Today, we examine the third phase of the sequence, the initial effects on Kīlauea resulting from the Great Kaʻu Earthquake. During the first phase, Maunaloa erupted briefly at its summit, intruded its Southwest Rift, and triggered a magnitude 7.1 quake on March 28. In the second phase, a magnitude 7.9 quake on April 2 caused widespread damage, collapses, landslides, a freak mudflow and a tsunami, through which altogether perhaps 100 people perished.
Although records of events on Kīlauea during this time are sparse and sometimes ambiguous, we can reconstruct a potential sequence of events informed by recent science and observations. The initial effects on Kīlauea likely date back to the earlier 7.1 quake, with collapse along the southwest rim. Following the Great Earthquake on April 2, further widespread cliff collapses were reported, and a short eruption occurred on the floor of Kīlauea Iki from the pressure on cooling magma underground. Modern chemical analysis by Garcia, Pietruszka, and Rhodes (2003) suggests the source magma for the Kīlauea Iki eruption had evolved for several decades, perhaps from the 1832 eruption 36 years prior, rather than being fed by fresher, hotter magma. Within the main active lava lakes at Halemaʻumaʻu, the nature of the eruption began to change as lava subsided and reduced in area, progressing over the next 5 days, at which point lava was no longer visible on Kīlauea.

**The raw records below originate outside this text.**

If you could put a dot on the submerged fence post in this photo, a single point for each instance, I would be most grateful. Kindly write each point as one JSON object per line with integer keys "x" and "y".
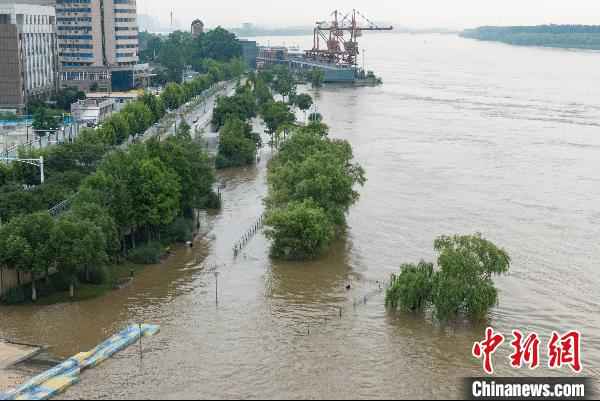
{"x": 141, "y": 349}
{"x": 216, "y": 288}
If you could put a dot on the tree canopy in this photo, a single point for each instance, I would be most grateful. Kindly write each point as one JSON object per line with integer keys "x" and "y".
{"x": 312, "y": 178}
{"x": 462, "y": 284}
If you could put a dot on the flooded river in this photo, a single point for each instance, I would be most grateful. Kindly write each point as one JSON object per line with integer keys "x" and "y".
{"x": 463, "y": 136}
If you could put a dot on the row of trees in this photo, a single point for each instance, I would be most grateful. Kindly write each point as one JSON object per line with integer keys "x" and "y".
{"x": 67, "y": 164}
{"x": 134, "y": 195}
{"x": 120, "y": 197}
{"x": 180, "y": 49}
{"x": 311, "y": 188}
{"x": 233, "y": 115}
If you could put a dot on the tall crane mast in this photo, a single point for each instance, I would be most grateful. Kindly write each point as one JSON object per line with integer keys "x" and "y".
{"x": 340, "y": 37}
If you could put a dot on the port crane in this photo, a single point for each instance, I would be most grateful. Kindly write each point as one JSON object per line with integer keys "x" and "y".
{"x": 336, "y": 41}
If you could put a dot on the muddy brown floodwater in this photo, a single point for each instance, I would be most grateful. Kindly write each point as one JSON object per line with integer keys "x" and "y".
{"x": 460, "y": 138}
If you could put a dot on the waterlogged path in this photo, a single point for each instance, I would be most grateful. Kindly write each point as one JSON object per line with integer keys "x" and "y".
{"x": 464, "y": 136}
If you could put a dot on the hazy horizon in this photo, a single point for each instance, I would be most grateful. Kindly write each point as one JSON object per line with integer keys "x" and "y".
{"x": 457, "y": 14}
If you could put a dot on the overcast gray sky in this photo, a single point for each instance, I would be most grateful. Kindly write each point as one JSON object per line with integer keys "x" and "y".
{"x": 411, "y": 13}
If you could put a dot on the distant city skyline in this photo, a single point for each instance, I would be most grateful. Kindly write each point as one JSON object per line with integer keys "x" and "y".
{"x": 417, "y": 14}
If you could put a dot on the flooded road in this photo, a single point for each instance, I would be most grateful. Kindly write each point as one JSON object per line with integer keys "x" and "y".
{"x": 462, "y": 137}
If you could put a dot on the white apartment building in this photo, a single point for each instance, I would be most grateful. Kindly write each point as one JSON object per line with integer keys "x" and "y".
{"x": 97, "y": 38}
{"x": 28, "y": 51}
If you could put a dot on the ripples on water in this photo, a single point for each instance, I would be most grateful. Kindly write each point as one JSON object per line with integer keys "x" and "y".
{"x": 463, "y": 137}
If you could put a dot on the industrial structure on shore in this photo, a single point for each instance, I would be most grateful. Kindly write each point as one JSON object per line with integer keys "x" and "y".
{"x": 335, "y": 49}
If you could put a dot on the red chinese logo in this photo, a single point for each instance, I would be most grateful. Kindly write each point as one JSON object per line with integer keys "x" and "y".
{"x": 565, "y": 350}
{"x": 487, "y": 348}
{"x": 526, "y": 350}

Over this time, the lava was draining somewhere, likely into one of Kīlauea’s rift zones widened by the 7.9 event. Numerous smaller earthquakes would have tracked the migration of magma within the volcano, as we have seen in a recent eruption in 2018 on the East Rift and in a recent intrusion in 2023-24 on the Southwest Rift. In 1868, a vague report of “eastern craters opening and smoke in the direction of Puna”, as put by USGS Professional Paper 1806, suggests the possibility of an East Rift intrusion somewhere during this time. Complicating matters, a fire was also separately reported in Puna during this time, perhaps but not noted to be related to the earthquake.

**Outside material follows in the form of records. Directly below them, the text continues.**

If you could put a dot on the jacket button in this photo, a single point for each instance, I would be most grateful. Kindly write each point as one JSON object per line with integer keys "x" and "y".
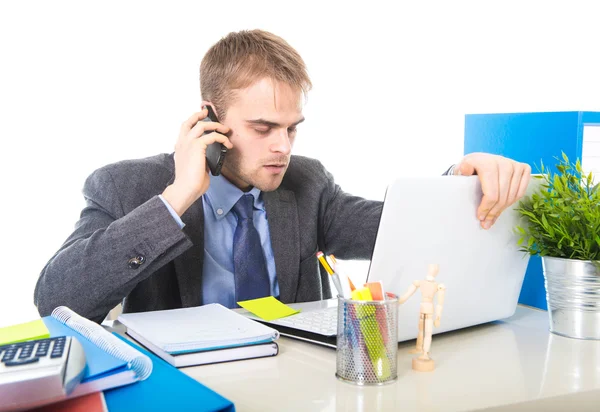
{"x": 136, "y": 262}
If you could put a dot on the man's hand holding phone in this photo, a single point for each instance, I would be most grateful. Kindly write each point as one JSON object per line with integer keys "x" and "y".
{"x": 191, "y": 172}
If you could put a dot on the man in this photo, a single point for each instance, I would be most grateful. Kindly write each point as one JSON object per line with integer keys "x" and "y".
{"x": 161, "y": 233}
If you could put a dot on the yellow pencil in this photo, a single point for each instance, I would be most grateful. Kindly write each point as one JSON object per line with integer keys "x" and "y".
{"x": 323, "y": 261}
{"x": 334, "y": 261}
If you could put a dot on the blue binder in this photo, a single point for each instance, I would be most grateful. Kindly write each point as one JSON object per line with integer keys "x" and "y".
{"x": 167, "y": 389}
{"x": 529, "y": 138}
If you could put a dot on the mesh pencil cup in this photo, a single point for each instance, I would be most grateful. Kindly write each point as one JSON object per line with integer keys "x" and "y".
{"x": 367, "y": 341}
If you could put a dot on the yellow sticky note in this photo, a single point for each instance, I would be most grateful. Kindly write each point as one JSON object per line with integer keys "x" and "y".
{"x": 23, "y": 332}
{"x": 268, "y": 308}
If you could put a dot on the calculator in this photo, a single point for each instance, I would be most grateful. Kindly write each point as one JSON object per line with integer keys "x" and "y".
{"x": 39, "y": 372}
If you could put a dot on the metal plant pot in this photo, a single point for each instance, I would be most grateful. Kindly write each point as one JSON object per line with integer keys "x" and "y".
{"x": 573, "y": 296}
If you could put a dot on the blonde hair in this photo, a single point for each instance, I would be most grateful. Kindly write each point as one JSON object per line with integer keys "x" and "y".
{"x": 242, "y": 58}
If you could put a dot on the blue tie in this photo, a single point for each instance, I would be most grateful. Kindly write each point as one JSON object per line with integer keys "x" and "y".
{"x": 250, "y": 268}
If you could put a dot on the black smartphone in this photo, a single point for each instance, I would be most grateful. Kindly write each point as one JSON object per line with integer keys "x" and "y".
{"x": 215, "y": 152}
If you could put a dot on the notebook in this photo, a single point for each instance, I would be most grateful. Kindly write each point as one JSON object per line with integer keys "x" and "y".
{"x": 110, "y": 362}
{"x": 167, "y": 389}
{"x": 200, "y": 335}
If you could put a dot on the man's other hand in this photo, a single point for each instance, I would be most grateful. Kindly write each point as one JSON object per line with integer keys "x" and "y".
{"x": 503, "y": 182}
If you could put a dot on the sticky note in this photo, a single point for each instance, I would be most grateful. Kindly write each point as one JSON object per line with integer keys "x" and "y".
{"x": 268, "y": 308}
{"x": 23, "y": 332}
{"x": 376, "y": 289}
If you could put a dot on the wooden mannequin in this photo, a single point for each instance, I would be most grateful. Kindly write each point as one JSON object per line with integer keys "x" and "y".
{"x": 429, "y": 288}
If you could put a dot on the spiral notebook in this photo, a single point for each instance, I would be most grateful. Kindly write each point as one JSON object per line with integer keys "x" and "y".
{"x": 200, "y": 335}
{"x": 110, "y": 362}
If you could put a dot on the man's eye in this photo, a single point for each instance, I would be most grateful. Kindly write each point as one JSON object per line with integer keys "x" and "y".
{"x": 263, "y": 132}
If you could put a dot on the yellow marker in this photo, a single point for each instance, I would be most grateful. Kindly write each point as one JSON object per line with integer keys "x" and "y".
{"x": 372, "y": 334}
{"x": 323, "y": 261}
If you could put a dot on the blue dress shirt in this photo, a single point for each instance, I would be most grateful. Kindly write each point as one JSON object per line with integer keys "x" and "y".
{"x": 219, "y": 226}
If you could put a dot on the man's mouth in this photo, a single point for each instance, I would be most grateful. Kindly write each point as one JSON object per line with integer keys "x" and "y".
{"x": 276, "y": 167}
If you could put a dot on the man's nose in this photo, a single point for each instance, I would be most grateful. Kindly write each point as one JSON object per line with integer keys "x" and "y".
{"x": 282, "y": 143}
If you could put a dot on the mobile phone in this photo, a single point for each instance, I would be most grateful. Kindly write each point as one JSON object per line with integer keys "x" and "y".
{"x": 215, "y": 152}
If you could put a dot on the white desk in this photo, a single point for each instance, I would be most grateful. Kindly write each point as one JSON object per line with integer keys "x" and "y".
{"x": 496, "y": 365}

However, as Kīlauea’s Southwest Rift actually did erupt at an unknown time within the next few days, it seems a likely candidate for the intrusion responsible for summit draining. Perhaps the intrusion led to what came two days later, when another earthquake around magnitude 7 further opened the Southwest Rift. While we interpret those two events into the next phase of the sequence, a conclusive determination is difficult because later reports of damage and subsidence integrate both those events and the earlier magnitude 7.9. That will be the topic of our next article in this series, as we consider the challenge of one of our worst-case series of disasters and use that to improve our preparedness today.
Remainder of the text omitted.